Carmelo se volvió a encoger de hombros, pero no abrió la boca.
—¿Algo más que destacar esa noche? —inquirí. Carmelo negó.
—Con respecto a lo que se oye desde su vivienda, desde aquí, ha declarado a mis compañeros que solían oír discutir a Bárbulo…
—Yo no he dicho nada de eso.—Bueno entonces habrá sido su mujer. Ya hablaremos con ella… —mascullé resignado— ¿Qué opina de Sixto, el nieto del fallecido?
—No tengo nada contra esa gente, si es eso lo que me quiere preguntar. —Los recelos de Carmelo le jugaron una mala pasada.
—¿Qué gente? —se adelantó Yáñez.
—Ya saben a qué me refiero, no intenten jugar conmigo…
—¿Los homosexuales? —exclamé—. ¿Los maricas? — aclaré dada la expresión de ignorancia que asomó por el rostro de Carmelo cuando pronuncié la primera palabra.
—No tengo nada contra ellos. Mientras me dejen en paz… El muchacho me parece una buena persona que no se mete con nadie y que cuidaba de su abuelo lo mejor que podía.
Me sorprendió que la condición de invertido de Sixto, que al parecer era suficientemente conocida en el bloque, no estuviese reflejada en el informe preliminar. Un dato que se le había escapado al inspector de la policía judicial, o que no lo vio importante, y que le daba al caso un giro inesperado.

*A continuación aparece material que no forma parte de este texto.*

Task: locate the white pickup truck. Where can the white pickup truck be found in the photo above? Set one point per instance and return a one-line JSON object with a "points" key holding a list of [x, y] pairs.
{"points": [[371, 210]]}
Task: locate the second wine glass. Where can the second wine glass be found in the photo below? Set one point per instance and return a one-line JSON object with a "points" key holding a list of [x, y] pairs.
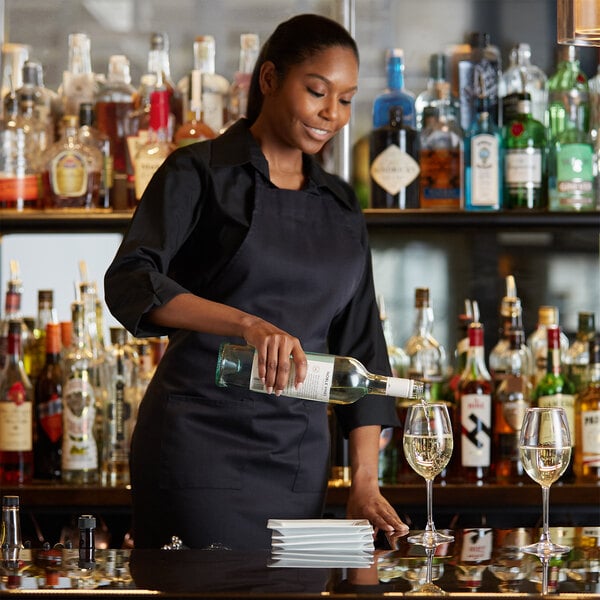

De Carmelo no sacamos nada más. Todo parecía indicar, para mi desgracia, que la verdadera fuente de información en la portería era Remedios. A pesar de ello, decidí llamar primero a Lara, quería saber qué estaba haciendo despierta a las cuatro de la madrugada, precisamente la hora que el forense había acotado para el homicidio. Aunque me intrigaba esa cuestión, realmente lo que quería, lo que deseaba, era hablar con ella, conocerla mejor. ¿Qué me estaba ocurriendo con aquella mujer a la que apenas había visto unos segundos?